Dr Nina replies: Constipation, trapped wind and diverticular disease are all common causes of the pain you describe, and although you describe it as a pain in your “tummy”, I am guessing that the problem area is your intestines/colon and linked to one of these issues. The colon is the tube that makes up the last part of the intestines. Most of the nutrients we eat get absorbed in the stomach and small intestine. Undigested material enters the colon and travels through here resulting in the absorption of water and the production of a solid stool.

If food moves slowly through the gut we may become constipated. Constipation is the passage of infrequent hard stool. A normal stool should have the consistency of toothpaste and be similar in size to a banana. A constipated stool is hard, small and pellet-like. The most common cause of constipation is poor diet and inactive lifestyle. If constipation occurs, gas may get trapped and over time you may be at risk of developing a condition called diverticular disease.

Excess gas is not dangerous, but it may make you uncomfortable. You may experience large amounts of burping and farting. Abdominal cramping and bloating can be particularly problematic.

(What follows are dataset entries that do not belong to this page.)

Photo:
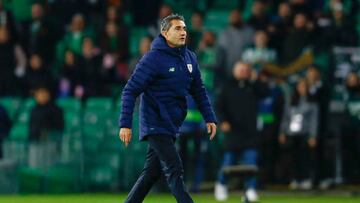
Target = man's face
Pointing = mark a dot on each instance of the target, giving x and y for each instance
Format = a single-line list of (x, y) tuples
[(242, 71), (176, 35), (42, 96)]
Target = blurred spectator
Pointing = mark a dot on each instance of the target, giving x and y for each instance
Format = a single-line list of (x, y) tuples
[(298, 38), (234, 39), (91, 74), (70, 75), (259, 19), (280, 26), (5, 126), (269, 118), (115, 42), (39, 35), (211, 59), (36, 75), (7, 20), (301, 6), (350, 139), (12, 63), (237, 110), (62, 11), (196, 30), (319, 94), (147, 13), (45, 117), (299, 131), (193, 131), (73, 37), (154, 29), (115, 45), (338, 29), (260, 53), (342, 28), (144, 47)]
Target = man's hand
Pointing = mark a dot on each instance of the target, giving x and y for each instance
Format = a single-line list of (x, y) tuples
[(125, 135), (211, 127)]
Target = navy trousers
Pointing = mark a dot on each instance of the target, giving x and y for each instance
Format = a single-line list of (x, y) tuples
[(161, 157)]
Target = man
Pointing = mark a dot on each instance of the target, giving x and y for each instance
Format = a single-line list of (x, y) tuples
[(5, 127), (163, 77), (237, 109)]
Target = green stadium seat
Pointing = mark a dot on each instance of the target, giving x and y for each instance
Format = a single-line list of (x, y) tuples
[(95, 118), (228, 4), (24, 117), (15, 150), (12, 105), (216, 20), (136, 34), (70, 104), (72, 120), (19, 132), (28, 104), (64, 178), (31, 180), (99, 104)]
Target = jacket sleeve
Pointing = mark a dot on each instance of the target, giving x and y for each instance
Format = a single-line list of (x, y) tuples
[(221, 111), (143, 75), (313, 120), (198, 92), (285, 121)]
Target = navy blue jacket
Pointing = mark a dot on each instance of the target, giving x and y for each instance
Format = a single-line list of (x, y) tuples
[(163, 77)]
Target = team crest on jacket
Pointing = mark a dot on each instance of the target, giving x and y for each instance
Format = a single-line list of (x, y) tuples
[(190, 67)]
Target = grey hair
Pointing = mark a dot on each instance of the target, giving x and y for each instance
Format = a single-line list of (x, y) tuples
[(166, 22)]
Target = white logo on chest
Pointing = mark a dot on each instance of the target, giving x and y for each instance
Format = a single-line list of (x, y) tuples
[(189, 67)]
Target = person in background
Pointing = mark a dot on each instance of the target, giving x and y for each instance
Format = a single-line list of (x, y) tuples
[(5, 126), (298, 38), (39, 35), (319, 95), (259, 19), (211, 59), (12, 64), (234, 39), (7, 20), (144, 47), (164, 11), (260, 53), (196, 30), (45, 117), (270, 114), (91, 76), (37, 74), (115, 47), (192, 132), (350, 139), (299, 129), (280, 26), (237, 109)]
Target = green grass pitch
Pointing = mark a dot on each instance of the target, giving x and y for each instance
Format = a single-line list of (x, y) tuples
[(166, 198)]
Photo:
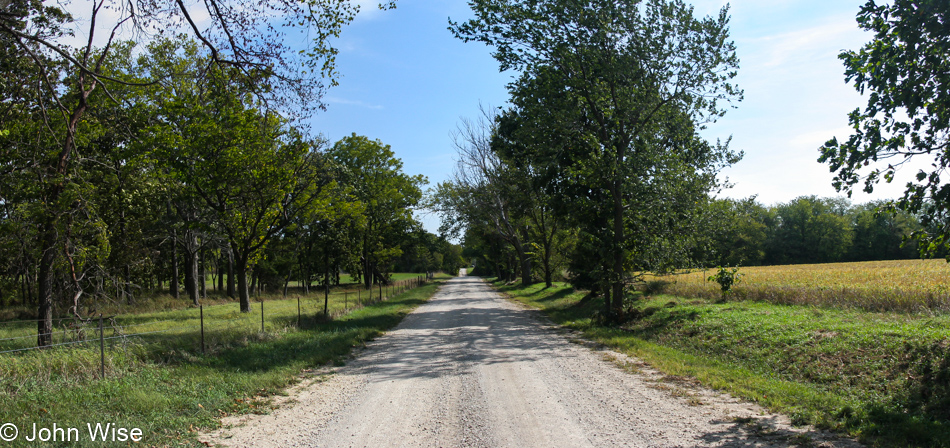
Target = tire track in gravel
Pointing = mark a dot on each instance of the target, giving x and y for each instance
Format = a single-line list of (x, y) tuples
[(471, 369)]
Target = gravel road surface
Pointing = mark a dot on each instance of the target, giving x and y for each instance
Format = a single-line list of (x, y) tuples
[(471, 369)]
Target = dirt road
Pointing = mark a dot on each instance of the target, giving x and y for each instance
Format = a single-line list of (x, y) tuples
[(472, 369)]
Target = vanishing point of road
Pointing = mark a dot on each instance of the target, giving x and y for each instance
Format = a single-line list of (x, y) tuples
[(471, 369)]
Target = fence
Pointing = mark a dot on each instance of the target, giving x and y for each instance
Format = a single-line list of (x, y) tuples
[(189, 327)]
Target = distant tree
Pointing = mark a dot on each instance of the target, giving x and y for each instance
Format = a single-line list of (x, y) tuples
[(906, 70), (68, 80), (249, 170), (881, 235), (388, 197), (811, 230), (736, 233)]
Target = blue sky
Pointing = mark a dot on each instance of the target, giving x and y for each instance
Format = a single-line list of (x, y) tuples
[(407, 82)]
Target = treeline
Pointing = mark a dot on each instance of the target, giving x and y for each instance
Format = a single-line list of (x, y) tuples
[(807, 229), (597, 169), (176, 172)]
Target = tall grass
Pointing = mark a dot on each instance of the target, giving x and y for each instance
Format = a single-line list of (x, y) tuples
[(904, 285), (168, 387), (884, 377)]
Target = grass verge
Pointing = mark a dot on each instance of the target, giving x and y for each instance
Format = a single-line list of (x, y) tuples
[(171, 392), (883, 377)]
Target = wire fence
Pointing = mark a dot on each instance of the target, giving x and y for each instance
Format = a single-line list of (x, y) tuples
[(192, 329)]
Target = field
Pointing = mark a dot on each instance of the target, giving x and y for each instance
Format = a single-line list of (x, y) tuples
[(157, 377), (861, 348), (916, 286)]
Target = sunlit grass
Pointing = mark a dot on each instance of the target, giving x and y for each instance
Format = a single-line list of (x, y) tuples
[(900, 285), (882, 376), (164, 384)]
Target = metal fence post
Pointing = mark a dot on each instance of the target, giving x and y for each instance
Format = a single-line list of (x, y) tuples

Your pain may be exacerbated by your bowel trying to push a hard stool or gas through your gut after your first meal of the day. The bowel reflex is strongest after eating a meal. Eating triggers gut motility.

Certain foods can help encourage gut motility. Prunes are a common remedy. Fruits containing the sugar sorbitol may also help. This sugar isn’t easily absorbed and draws fluid into the bowel, which may move things along.

Dried fruits are particularly high in sorbitol. Apples, apricots, grapes, strawberries and raspberries, peaches pears and plums also contain this sugar.

Approximately 50pc of people will have diverticular disease by the age of 50 and 70pc will have it by the age of 80. If waste material passing through the colon is hard it can put pressure on the walls of the intestine resulting in the formation of small out-pouches called diverticulae. Occasionally these pouches may become infected leading to a condition called diverticulitis.

Early symptoms of diverticular disease include abdominal pain and cramping. Pain is usually left-sided and may be made worse by eating and relieved by passing wind.

Bloating and constipation may also feature and you may feel tender on touching the lower abdomen.

If your symptoms don’t settle despite treating constipation you should have a colonoscopy. Diverticular disease is normally picked up here and this may be what you have, but the message is simple: altered bowels should never be ignored. A visit to your GP is in order.